MLI Website May 2007:
In July 1996 Frank Wells, a doctor, and Peter Jay, a former detective, took up the challenge to reduce fraud and misconduct in clinical research. It had to be tackled such was the extent of the problem. In the absence of an official body to deal with and having the necessary expertise at their finger tips they embarked upon the challenge that many thought was too risky. They were deemed too vulnerable. MedicoLegal Investigations (MLI) was born regardless. In 1998, the investigation team expanded following the arrival of Jonathan Jay, formerly a sergeant in the Army Special Investigation Branch.
Since 1996, our confidence has been justified and over 80 studies at numerous centres have been investigated. Several medical practitioners presently await disciplinary hearings at the General Medical Council (GMC), three doctors have already had their names erased from the Medical Register, two were suspended, one awaits a preliminary hearing and other cases are currently under review.

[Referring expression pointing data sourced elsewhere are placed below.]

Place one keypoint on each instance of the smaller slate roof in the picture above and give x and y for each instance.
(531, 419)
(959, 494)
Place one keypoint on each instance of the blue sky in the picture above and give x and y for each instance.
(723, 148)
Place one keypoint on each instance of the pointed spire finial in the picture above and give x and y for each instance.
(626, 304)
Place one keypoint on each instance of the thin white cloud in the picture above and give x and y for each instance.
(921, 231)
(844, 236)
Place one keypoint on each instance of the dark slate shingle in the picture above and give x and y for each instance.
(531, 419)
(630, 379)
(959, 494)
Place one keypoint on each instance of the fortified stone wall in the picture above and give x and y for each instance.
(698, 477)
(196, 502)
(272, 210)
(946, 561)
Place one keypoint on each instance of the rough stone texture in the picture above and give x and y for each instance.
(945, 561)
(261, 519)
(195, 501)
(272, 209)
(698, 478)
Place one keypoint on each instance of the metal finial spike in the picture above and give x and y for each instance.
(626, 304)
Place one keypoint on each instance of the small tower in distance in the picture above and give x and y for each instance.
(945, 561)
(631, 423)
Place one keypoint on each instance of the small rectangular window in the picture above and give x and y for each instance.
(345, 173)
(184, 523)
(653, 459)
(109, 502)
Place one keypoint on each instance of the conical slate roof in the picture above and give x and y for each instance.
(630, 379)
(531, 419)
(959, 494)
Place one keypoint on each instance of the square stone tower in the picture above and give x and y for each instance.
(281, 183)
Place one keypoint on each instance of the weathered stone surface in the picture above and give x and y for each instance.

The response from the industry has, generally, been excellent. The medical royal colleges, the Association of the British Pharmaceutical Industry (ABPI), the GMC and the British Medical Association (BMA) have shown their support. The most rewarding aspect has been the appreciation of patients who show initial horror at having been exploited followed by sincere and emphatic expressions of thanks for penetrating the wall of confidentiality once their exploitation was suspected.
Health Authorities and their research ethics committees are very co-operative. Confidentiality has never been breached and data protection laws are respected. The word is out that fraud / misconduct in the context of clinical research will not be tolerated in the UK and enquiries from Europe are now reaching MLI.
MLI has achieved recognition for its success in tackling research fraud. The ABPI Board of Management has demonstrated its support in nominating Mike Wallace (a vice-president of ABPI) and Dr Richard Tiner (ABPI Medical Director) to join the Board of MLI. Dr Jane barrett joined MLI in February 2002 as the new consultant medical adviser and joined the Board of MLI as a Non-Executive Director on 1st April 2002.